Lilia takes Ben’s arm to turn him around and Patrick winks at me.
‘Now where were we?’ Patrick says. Then, before I can say anything, he gets an idea and I’m the poor sucker who can see the car crash coming but is too late to stop it.
‘Wait,’ he says, and the hostility drains out of him like he’s had control of it the whole time.
‘Ben.’ He points at Ben. ‘Your dad was Felix’s doctor, right? ’
‘Uh, right.’ Ben looks as surprised by this non sequitur as he should be.
‘How was his mental health, would you say?’
‘My dad’s?’
‘Felix’s. Was he sad? Depressed? Would you say he had tendencies towards l’ennui that manifested in gloomy periods?’
‘Sorry, are you being serious right now?’
‘Did he listen to a lot of Elliott Smith?’
‘Patrick,’ I say, half-wanting to murder him, half-verging on hysterical laughter. This, I’m starting to realise, is my default position when it comes to all things Patrick.
‘I didn’t know Felix that well,’ Ben says. ‘It’s not like I read the patient files while I’m working.’
Patrick seems confused. ‘Working where?’
‘At my dad’s surgery.’ Ben, realising Patrick is not intimately familiar with his CV, explains, ‘I clean my dad’s surgery in the evening – for money.’
‘Patrick,’ I say, but he’s not listening.
‘Really,’ he says, now entirely focused on Ben. ‘That’s so interesting.

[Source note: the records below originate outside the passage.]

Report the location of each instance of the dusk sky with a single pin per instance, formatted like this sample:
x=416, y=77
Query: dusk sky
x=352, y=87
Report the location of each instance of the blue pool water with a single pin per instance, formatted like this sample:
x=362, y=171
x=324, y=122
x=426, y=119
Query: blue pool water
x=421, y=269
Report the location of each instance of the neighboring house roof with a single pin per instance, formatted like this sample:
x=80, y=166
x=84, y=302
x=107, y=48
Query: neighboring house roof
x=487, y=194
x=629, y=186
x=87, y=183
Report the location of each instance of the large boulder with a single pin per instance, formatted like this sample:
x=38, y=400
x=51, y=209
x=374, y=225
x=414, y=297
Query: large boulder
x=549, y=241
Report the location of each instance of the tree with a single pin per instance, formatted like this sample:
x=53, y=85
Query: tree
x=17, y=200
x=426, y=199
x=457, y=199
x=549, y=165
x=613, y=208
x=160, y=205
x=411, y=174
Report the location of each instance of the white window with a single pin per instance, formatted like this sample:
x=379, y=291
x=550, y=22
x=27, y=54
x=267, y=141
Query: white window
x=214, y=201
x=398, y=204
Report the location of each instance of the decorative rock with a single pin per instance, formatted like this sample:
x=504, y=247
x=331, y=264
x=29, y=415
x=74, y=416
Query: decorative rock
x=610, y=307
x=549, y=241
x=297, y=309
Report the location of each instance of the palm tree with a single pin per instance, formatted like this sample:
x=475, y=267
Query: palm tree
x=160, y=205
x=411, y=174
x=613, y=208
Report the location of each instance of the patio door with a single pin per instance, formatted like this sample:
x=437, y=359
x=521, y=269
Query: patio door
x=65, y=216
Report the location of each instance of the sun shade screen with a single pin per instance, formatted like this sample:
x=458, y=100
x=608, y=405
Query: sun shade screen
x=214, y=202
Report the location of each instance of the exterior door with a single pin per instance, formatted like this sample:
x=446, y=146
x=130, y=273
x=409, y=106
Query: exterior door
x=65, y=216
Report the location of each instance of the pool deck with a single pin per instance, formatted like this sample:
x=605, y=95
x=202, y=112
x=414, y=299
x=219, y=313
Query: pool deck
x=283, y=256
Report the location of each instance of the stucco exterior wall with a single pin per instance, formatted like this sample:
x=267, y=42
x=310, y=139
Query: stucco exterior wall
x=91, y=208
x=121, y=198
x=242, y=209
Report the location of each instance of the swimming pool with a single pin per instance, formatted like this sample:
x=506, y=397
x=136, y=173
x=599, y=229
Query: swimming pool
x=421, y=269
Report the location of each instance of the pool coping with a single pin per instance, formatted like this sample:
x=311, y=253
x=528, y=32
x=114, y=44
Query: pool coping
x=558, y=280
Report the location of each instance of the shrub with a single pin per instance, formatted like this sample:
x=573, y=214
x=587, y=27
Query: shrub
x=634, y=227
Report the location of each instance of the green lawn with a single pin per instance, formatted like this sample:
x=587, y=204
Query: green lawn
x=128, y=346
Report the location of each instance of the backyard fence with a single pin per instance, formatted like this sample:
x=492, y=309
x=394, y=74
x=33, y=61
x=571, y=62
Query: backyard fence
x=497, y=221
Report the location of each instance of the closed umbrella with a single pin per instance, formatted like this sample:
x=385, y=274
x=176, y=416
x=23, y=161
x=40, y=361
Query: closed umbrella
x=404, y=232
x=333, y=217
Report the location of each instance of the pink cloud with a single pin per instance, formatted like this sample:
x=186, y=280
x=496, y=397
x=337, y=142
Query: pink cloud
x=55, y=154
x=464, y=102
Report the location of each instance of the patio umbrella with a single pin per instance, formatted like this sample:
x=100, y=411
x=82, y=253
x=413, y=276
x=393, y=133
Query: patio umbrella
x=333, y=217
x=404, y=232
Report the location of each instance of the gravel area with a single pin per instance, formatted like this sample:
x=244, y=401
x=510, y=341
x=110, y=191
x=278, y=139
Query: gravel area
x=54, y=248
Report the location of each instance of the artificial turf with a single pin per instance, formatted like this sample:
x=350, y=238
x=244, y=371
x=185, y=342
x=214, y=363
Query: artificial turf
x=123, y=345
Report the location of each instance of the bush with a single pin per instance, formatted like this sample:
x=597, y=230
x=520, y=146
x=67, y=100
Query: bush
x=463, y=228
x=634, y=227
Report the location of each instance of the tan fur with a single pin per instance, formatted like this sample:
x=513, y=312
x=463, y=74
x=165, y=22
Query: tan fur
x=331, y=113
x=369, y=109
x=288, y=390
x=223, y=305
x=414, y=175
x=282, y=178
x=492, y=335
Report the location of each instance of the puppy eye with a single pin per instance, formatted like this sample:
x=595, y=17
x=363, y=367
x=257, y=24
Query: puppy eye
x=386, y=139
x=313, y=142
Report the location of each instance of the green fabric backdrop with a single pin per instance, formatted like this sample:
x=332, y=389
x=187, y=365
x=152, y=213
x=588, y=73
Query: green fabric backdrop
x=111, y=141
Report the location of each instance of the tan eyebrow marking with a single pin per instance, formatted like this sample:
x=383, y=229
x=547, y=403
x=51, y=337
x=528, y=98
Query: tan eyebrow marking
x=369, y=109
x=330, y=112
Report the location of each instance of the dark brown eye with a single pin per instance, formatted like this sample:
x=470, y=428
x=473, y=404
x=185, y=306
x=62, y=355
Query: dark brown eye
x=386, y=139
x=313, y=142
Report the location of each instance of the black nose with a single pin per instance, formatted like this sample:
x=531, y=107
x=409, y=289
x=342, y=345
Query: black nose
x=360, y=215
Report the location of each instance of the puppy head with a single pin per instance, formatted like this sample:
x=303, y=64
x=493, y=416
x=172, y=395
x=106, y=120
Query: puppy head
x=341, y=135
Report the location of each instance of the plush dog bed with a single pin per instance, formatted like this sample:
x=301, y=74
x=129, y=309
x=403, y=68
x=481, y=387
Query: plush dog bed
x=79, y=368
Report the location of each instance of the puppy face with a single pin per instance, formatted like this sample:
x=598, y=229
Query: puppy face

Does that mean you have a key and you know the alarm code and everything?’
‘Uh, yeah.’ Ben looks at Lilia, who seems to realise where this is going even if she doesn’t know why.
‘Patrick,’ I try again. ‘Ben and Lilia are leaving. Maybe we should try talking to Elena or her friends?’
‘We need this,’ Patrick says to me, lowering his voice.
(But it’s not low enough because Lilia and Ben are right there and this isn’t like a Shakespeare play, where the villain can just hiss his asides at the audience while everyone else onstage acts like they’re wearing noise-cancelling headphones.) ‘We haven’t got anything to go on.
Other than Adam I don’t think anyone who was at Felix and Elena’s that night is even here. ’
‘What are you talking about?’ Lilia asks, but we both ignore her.
‘Felix’s medical records might give us some kind of angle, if we’re serious about investigating his death,’ Patrick whispers.
‘Did you say you’re … investigating Felix’s death?’ Lilia asks.
‘No,’ I say.
‘Yes,’ Patrick says, and I fantasise about finding a cliff to push him down. ‘It’s to do with life insurance,’ he adds. ‘Elena doesn’t get the money if Felix killed himself.’
‘Oh,’ Ben says.
‘Oh,’ Lilia says.
‘Patrick,’ I say.
‘I’m not sure what you’re asking,’ Ben says, but I think he finally does.
Patrick grins at what he must see as the perfection of it all.
To him this is all a beautiful coincidence and not a terrible idea.
When he turns away from me and towards Ben and Lilia it feels like the sun has gone behind a cloud.
‘How would you like to do something that might make Heidi finally forgive the pair of you?’ he asks.